Operating Agreement
(Single Member, Member-Managed) (IN LLC)


Summary

This template is an operating agreement for an Indiana manager-managed limited liability company (LLC) with a single member. This template includes practical guidance, drafting notes, and an optional clause. Indiana law does not require that an LLC adopt a written operating agreement, however written operating agreements are strongly recommended, particularly for multi-member LLCs. Statutory default provisions concerning the operation of an LLC will apply in many cases unless an operating agreement provides otherwise. Counsel should note that great latitude is afforded to limited liability companies in terms of economic, voting and tax matters and, accordingly, careful consideration should be given to the needs of a given enterprise. Consultation with tax counsel is advised in connection with the negotiation and terms of an operating agreement. The single member in this operating agreement appoints the managers who manage the LLC's affairs. Because the LLC has only one member, issues relating to voting, a tax matters member/partnership representative, and transfers are less prominent in this operating agreement than they would be in an operating agreement for a multiple-member entity.

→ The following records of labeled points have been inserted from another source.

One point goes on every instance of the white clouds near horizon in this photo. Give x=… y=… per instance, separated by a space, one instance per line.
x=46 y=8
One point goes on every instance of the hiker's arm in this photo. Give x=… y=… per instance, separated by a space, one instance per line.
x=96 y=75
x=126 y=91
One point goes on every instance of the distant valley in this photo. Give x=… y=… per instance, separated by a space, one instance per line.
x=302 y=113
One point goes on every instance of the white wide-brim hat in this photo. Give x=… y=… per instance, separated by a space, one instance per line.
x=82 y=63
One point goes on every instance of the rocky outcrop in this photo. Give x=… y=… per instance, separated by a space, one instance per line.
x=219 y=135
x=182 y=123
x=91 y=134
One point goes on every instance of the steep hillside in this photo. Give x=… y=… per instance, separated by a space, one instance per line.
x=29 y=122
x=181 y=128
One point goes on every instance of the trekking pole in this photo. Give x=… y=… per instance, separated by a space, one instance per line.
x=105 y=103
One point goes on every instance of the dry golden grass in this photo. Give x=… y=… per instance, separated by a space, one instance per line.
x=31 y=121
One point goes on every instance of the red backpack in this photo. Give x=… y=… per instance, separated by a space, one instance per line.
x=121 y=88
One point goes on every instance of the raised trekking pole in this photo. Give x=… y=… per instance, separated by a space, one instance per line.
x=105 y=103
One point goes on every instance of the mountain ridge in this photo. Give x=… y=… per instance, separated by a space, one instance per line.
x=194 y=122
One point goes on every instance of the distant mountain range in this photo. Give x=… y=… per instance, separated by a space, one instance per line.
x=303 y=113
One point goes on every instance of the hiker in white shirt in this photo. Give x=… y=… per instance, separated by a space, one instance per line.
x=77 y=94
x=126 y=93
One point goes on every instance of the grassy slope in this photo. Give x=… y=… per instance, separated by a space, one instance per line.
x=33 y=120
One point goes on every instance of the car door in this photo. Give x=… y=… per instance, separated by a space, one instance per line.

If an additional member or members are admitted, an amended and restated operating agreement should be prepared that addresses the issues that arise in a multiple-member LLC. For further information on limited liability companies in Indiana and the statutory framework governing their formation and operation, see Formation and Qualification (IN LLC), and for information on filing requirements generally, see Operating Agreement and Initial Filing Requirements State Law Survey (LLC).